What I got instead was mostly just a disappointment. 

Summary and Review

First of all, I would like to say that the protagonist of this story, Jess, adds absolutely nothing to the story at all. She isn’t dynamic as a character at all, barely has her own arc, and adds relatively little to the actual plot. In fact, most the plot is taking place in the flashbacks before Jess even arrives in the story. Her character literally exists for no other reason than to guide the reader through the mystery, because Foley needed a POV character who didn’t know the twist and could therefore keep the mystery and mystery. But she didn’t bother to actually give Jess a story of her own. 

Second of all, there is not one single likable character present in this story. You won’t root for anyone, you won’t feel bad for anyone, you won’t really care what happens to any of them. Honestly, you probably won’t even care enough about any of them enough to dislike them either. It’s basically a story about a messed-up, rich, dysfunctional family with a “sinister” secret, so there’s not much to like. I’m not saying you necessarily need a character to be likable to be interesting to read about; villains and morally gray characters are often fun too. But these characters are such bland, flat stock versions of the archetypes they represent that they lack any of the intrigue necessary to even make villains interesting. They basically make this story feel like a caricature of a mystery/thriller story. 

That being said, the part of this story that really, truly made me dislike this book isn’t the boring characters. It’s the recurring element that every member of the family with infatuated and sexually pursuing the same man (??????)

Jess’ brother Ben is the newcomer in town and is apparently going to discover the family’s involvement in their dark secret (spoiler alert, it’s a sex trafficking ring *vomit*). Anyway, the matriarch of the family—a middle aged woman named Sophie—has an affair with the much younger Ben. Her stepson Nick, a man about Ben’s age, also fools around with him, discovering that he’s LGBT in the process, and the nineteen-year-old daughter, Mimi, is literally so infatuated with Ben that she ends up breaking into his apartment, dressing herself in lingerie, sprawling on his bed to wait for him to come home, and then seduce him (????)

I’m sure I don’t need to explain all the levels of absolute creepy that little plot point is. And, especially, imagine if the gender roles were reversed and a guy was breaking into a woman’s apartment who he barely knew and laying himself out on her bed to try and seduce her by surprise when she got home. If you think that’s bad (which you should), then you shouldn’t find it less horrific when Mimi did it just because she’s not a man. 

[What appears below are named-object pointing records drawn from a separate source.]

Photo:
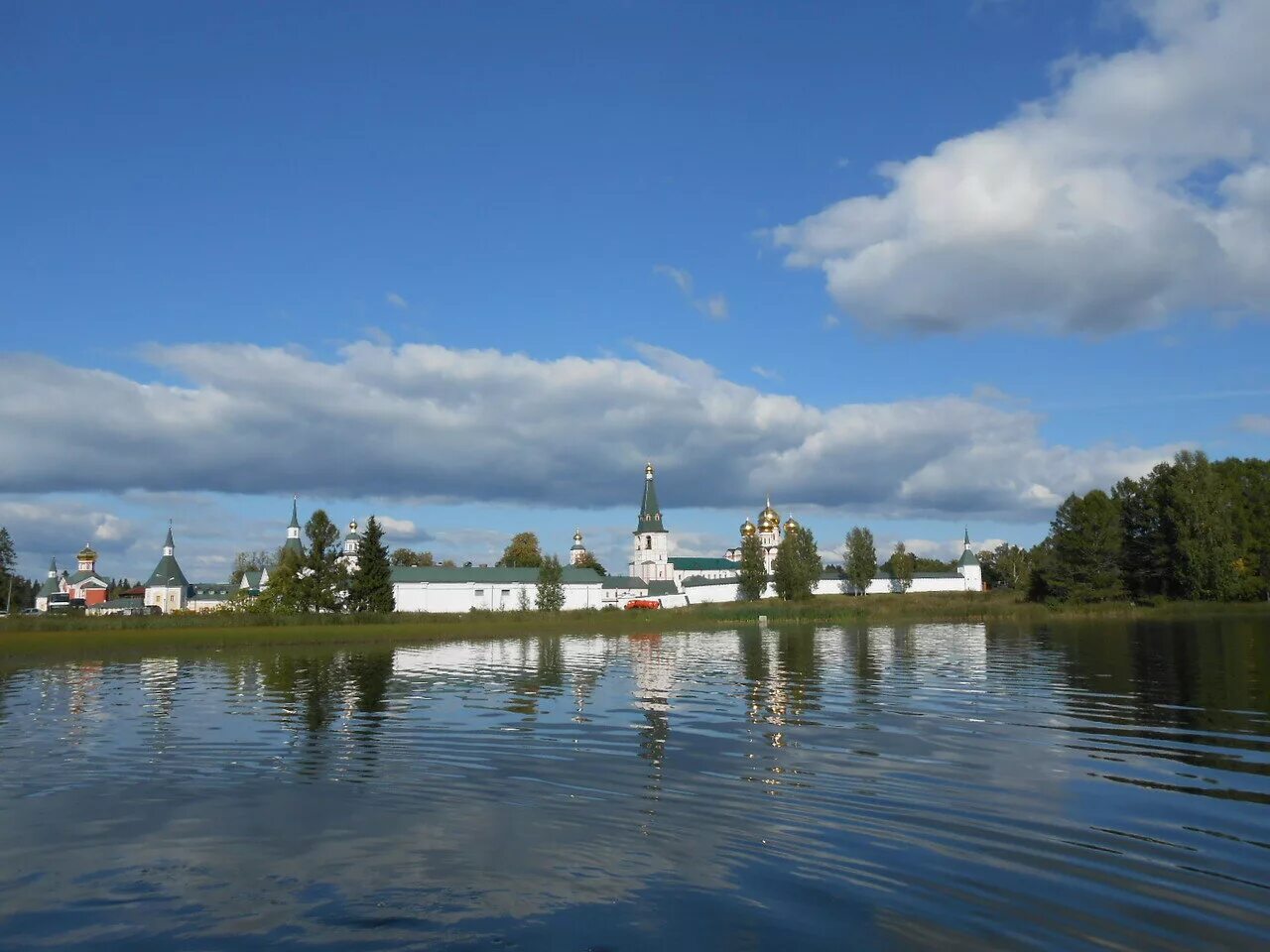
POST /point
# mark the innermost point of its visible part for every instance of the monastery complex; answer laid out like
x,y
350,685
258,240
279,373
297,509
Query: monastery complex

The storyline between Ben and Nick is also the worst exploration of a coming out/realizing your gay story I have ever read. There was such an underlying homophobic tone to the whole thing that I was practically gagging along with the truly abysmal, harmful representation that Foley gave. 

Aside from the problematic elements of this story, the other truly baffling part of it is that, by the end, I didn’t even understand why these people were all so infatuated with Ben. His character wasn’t fleshed out at all, so there wasn’t anything special about him. If you’re going to have multiple characters all fall head over heels for the same character, you better explore why that character is so magnetic. Otherwise, the reader is just going to be confused like I am about Ben. 

There’s also a lot of “plot twists” at the end of this story that don’t make a whole lot of sense. Sophie is actually formerly one of the sex-trafficked girls and now the family’s matriarch, Mimi isn’t really her daughter, and *gasp* Ben isn’t actually dead! They actually murdered Jacques, one of the stepbrothers, and passed his corpse off as Ben’s to cover it up (how, I really don’t know, forensics exist so…). 

Oh, and in the end, Jess gets money to start a new life if anyone cares. 

Final Thoughts

Unfortunately, I have to give The Paris Apartment 1 star. I didn’t find anything in it that I really liked. If you liked or loved this book, I’m not trying to sway or change your opinion, if anything I’m glad you actually found something to enjoy in it where I didn’t! Sadly, it’s a pass from me.